Ethereum is a blockchain based distributed ledger, called a "world computer" and has "smart" contracts. It is the 2nd largest crypto currency.

The Ethereum Virtual Machine (EVM) is a big endian stack machine with 185 opcodes, native data width is 256 bits, whith many similar instructions. Each instruction has a 'gas cost' to prevent infinite loops.

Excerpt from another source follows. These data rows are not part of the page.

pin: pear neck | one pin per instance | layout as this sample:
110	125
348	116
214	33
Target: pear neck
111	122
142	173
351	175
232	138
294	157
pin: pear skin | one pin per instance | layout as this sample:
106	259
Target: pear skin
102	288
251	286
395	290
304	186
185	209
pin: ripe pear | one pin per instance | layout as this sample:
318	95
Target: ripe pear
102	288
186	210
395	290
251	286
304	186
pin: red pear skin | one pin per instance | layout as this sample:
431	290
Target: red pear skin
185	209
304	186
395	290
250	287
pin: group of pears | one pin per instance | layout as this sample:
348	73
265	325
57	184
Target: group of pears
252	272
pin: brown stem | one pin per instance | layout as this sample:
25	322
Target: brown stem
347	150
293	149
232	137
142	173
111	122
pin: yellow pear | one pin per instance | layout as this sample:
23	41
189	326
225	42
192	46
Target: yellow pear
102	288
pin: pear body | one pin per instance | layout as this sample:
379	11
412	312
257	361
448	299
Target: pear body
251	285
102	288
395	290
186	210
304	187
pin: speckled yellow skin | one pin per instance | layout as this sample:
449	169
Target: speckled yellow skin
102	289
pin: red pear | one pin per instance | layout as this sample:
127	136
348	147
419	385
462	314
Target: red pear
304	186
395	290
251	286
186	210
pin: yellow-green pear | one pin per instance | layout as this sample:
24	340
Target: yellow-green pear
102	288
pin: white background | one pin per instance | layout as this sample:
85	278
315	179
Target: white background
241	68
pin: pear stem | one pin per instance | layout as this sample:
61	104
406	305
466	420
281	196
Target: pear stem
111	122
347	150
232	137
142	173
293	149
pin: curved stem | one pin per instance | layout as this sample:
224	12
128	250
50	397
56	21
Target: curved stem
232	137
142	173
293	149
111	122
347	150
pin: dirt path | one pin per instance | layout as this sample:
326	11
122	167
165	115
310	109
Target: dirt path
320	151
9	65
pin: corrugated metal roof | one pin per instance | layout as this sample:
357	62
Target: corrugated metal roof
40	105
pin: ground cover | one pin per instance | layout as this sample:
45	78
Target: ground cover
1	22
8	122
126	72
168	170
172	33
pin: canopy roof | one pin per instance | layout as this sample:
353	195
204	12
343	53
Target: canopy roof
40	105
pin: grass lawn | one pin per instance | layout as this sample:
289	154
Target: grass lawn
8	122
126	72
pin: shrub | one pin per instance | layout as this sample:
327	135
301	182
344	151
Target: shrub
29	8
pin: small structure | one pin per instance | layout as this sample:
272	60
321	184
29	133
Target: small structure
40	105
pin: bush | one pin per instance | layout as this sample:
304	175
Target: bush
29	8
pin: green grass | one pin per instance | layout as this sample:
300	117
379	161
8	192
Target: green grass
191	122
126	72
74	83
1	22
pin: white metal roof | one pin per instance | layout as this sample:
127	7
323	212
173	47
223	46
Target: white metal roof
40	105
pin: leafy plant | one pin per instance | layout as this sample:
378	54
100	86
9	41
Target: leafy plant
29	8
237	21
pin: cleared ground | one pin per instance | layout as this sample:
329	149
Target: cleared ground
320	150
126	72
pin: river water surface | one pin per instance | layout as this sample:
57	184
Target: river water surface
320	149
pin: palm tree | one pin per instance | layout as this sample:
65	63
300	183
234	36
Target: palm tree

Most contracts start at 0, there are 5 addresse spaces. Most people don't write their contracts in EVM, but use Solidty instead - it's a JavaScript inspired high level language for smart contracts. It has evolved (as opposed to being designed).

Much of the presentation is done with emoji's - easier to see than a string of numbers :-)

 Because contracts start at zero, he has seen undefined behaviors when counters get decremented too low.  ALso issues with unintialized variables - used in one case to backdoor a lottery system.

There is a new tool, Rattle, recovers EVM control flow.  Other tools, Geth and Party, run on public nodes. This followed by a walkthrough of using the tools and their CLI options and looking at a some contracts.  He shared the code for finding contracts as well.  Geth and Parity have a lot of issues, so he's been looking at etherscna.io - a quick lookup database.

Doing a hybrid approach of using Geth and Parity to find the contracts over a few hours, then look into eherium.io.  Looking at 6M blocks, about half are duplicates. Some are empty, but have a balance - which shouldn't happen.

Sometimes the contracts fail, because they did not use enough 'gas' . Found a contract with no code (unusable) but with about $7000 in it - stuck there forever.  All told, there is about $2.6M stuck in empty contracts that can never be retrieved.

Some duplicates have infinite loops - could be intended as a network DoS. Others seen with noise or spam, or NUL value issues

From tracing they were able to look into contracts where the self destruct was not the original creator - they tend to send the money to address 0, losing it forever. 

If you are developing contracts, make sure you understand and fix all warnings. Add an Echnidan test and write extensive positive and negative tests. Most importantly, perform a rigorous assessment!